Die Food not Bombs Gruppe in ihrer derzeitigen Konstellation und ihrem derzeitigen Bestehen
ist aufgelöst.
Food Not Bombs ist ein anarchistisches Kochkollektiv, das weggeworfenes und geschenktes Essen zu Mahlzeiten verkocht und sich damit im öffentlichen Raum Platz aneignet, um es dort an alle Menschen zu verteilen.
Dabei ist es uns wichtig, unterschiedliche Menschen mit Kritik am kapitalistischen System zu erreichen.
Wir finden diese Aktionsform unter anderem deswegen sinnvoll, weil wir uns aus dem akademisch/studentischen Umfeld oder der "Szeneblase" herausbewegen, um so unsere Ideen, zu Themen wie Wegwerfgesellschaft, Raumaneignung, überwachungsstaat, Rassistischer Politik, soziale Ungleichheit etc. weiter zu tragen.
Es ist uns bei unseren letzten Aktionen jedoch bewusst geworden, dass wir mit dieser Aktionsform nicht die von uns gewünschte Wirkung erzielt haben, welche ist, das Interesse der Passant_innen für unsere Ideen und Kritik anzuregen.
Wir haben uns deshalb einige Gedanken gemacht, woran das liegen könnte.
Zum einen denken wir, dass ein Grund für das Desinteresse darin zu sehen ist, dass wir in einer Wohlstandsgesellschaft leben, weshalb die meisten Menschen in Wien ihre Grundbedürfnisse an Essen mehr oder weniger abdecken können. Sei es durch Einkäufe in Supermärkten oder die Inanspruchnahme von Angeboten karitativer Einrichtungen, die jedoch nur jenen Menschen zur Verfügung stehen, die die jeweiligen Anforderungen der Einrichtungen erfüllen (wie z.B. österreichische
Staatsbürger_innenschaft). Trotzdem sind auch viele Menschen von Armut betroffen bzw. bedroht und wissen nicht, wie sie täglich an Lebensmittel kommen können.
Außerdem entspricht das von uns gekochte Essen wohl nicht den hygienischen Vorstellungen, die in eben dieser Wohlstandsgesellschaft vorherrschen.
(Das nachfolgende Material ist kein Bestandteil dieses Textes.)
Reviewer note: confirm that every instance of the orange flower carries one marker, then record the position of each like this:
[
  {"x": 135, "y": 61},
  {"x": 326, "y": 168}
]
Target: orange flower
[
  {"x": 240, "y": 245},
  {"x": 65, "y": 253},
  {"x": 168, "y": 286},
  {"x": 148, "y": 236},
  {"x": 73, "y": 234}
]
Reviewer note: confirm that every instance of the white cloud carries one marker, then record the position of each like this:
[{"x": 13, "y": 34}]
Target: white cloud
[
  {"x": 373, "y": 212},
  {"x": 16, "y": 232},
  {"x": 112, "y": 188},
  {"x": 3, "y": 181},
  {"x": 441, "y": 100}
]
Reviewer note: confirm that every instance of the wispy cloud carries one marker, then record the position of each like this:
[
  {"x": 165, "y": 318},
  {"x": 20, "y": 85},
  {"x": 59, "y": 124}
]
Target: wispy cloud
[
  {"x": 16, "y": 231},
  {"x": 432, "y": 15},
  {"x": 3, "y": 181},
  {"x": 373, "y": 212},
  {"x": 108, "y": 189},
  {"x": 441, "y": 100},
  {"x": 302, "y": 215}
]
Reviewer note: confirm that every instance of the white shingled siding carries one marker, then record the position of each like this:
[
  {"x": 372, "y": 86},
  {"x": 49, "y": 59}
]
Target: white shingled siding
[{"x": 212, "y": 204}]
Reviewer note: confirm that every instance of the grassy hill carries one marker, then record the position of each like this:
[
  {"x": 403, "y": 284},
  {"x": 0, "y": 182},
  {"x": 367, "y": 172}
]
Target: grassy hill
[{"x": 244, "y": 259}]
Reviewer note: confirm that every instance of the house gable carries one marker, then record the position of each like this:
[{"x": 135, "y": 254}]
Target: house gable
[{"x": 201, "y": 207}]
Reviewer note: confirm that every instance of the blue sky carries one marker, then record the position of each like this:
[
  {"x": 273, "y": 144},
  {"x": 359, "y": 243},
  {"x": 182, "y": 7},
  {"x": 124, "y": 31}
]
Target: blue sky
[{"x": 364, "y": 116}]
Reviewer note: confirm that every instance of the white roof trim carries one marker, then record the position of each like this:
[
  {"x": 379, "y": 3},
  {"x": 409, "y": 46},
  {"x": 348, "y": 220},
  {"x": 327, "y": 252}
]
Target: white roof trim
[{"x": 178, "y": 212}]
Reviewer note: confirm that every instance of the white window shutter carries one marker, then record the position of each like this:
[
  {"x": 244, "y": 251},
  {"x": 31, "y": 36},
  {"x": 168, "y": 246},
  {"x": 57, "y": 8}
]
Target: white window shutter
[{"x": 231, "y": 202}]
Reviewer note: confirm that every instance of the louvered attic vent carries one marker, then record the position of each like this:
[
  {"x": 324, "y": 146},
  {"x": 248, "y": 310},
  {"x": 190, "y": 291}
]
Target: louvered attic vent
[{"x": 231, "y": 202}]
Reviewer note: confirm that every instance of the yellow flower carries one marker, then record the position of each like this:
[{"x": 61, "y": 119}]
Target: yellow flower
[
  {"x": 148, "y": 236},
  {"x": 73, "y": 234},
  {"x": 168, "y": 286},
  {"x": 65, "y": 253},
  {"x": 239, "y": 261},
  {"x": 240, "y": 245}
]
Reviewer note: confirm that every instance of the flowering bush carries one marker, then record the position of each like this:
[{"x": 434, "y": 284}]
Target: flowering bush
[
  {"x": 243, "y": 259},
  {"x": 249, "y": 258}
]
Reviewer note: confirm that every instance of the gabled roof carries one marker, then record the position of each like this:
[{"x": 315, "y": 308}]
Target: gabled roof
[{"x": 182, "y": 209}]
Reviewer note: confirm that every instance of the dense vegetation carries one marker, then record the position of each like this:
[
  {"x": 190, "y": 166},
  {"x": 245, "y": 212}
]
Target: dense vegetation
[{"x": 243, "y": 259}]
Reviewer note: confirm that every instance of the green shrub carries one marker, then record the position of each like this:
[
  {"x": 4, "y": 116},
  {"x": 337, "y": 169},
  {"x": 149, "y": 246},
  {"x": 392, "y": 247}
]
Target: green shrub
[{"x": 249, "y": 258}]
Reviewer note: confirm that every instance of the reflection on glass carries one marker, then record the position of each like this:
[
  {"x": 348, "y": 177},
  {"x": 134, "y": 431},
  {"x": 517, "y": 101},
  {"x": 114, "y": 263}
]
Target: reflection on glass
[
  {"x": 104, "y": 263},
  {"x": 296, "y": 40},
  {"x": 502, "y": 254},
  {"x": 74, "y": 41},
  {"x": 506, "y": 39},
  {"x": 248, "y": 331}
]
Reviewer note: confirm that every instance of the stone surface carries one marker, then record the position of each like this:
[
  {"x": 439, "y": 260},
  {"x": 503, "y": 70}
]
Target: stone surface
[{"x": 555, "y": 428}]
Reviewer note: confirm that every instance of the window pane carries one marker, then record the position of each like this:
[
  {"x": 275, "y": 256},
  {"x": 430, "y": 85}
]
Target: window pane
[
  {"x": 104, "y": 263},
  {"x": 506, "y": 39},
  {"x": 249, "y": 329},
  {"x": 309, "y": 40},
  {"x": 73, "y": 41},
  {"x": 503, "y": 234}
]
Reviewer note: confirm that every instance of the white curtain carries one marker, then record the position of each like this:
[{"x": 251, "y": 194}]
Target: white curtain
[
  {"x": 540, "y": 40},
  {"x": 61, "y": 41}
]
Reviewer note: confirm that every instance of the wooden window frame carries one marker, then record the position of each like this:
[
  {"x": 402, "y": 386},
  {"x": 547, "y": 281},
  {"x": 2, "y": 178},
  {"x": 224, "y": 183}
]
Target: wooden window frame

Ein weiterer Grund für das Desinteresse an unseren Aktionen könnte darin zu sehen sein, dass wir aufgrund von fehlenden zeitlichen Ressourcen und motivierten Menschen, Aktionen nicht mehr mit so viel Kraft durchführen konnten, wie wir uns das eigentlich vorstellen und wünschen. Gerade weil Food Not Bombs mit einer Nicht-"Szene"-Öffentlichkeit ins Gespräch zu kommen und dort Kritik am bestehenden (kapitalistischen) System anzubringen versucht, bedarf es sehr viel Motivation, Ausdauer und Gesprächsfreudigkeit.
Außer den oben genannten Punkten haben auch negative Reaktionen aus der "Szene" dazu geführt, dass wir uns fragen, wie viel Sinn Food Not Bombs in dieser Form, eigentlich noch macht.
Wir wollen keinesfalls als Demo-Catering gesehen werden. Außerdem wollen wir uns auch ästhetischen Vorstellungen davon, wie Essen aussehen soll, nicht unterordnen, sondern das, was vorhanden ist verwerten.
Wir fragen uns, wieso die politische Arbeit von Food Not Bombs nicht als diese angesehen wird, sondern wir lediglich als eine Kochgruppe abgestempelt werden.
Hier fließt auch ein in der "Szene" übliches Einteilen von "Arbeiten", in politisch wichtige und unwichtige, mit ein, was mit der Zuordnung der Tätigkeiten in weibliche* und männliche* Bereiche einhergeht. Food Not Bombs besteht fast
ausschließlich aus weiblich* sozialisierten Menschen. Wir agieren in einem Kontext, in dem Kochen von Vielen zu einem klassisch weiblichen* Bereich gezählt wird, wobei beispielsweise Technik oft als männlicher* Bereich definiert wird und hier auch vor allem männlich* sozialisierte Menschen auftreten.
Wir finden es problematisch, dass in einer sich linken/linksradikal definierten "Szene" eine Reproduktion des vorherrschenden gesellschaftlichen Gender-Modells fast unverändert weiterbesteht.
Diese Gründe haben innerhalb unseres Kollektivs zu großer Frustration geführt.
Wir sehen uns als eine nicht statisch agierende Gruppe, sondern wollen unsere Aktionen reflektieren und in diesem Prozess neue Ideen ausprobieren. Deswegen wird es in der nächsten Zeit keine regelmäßige Freitags-Aktion mehr geben, sondern wir wollen uns mit anderen Aktionsformen bzw. mit Theorien und Themen (vor allem mit einer fundierten Kapitalismuskritik) auseinandersetzen.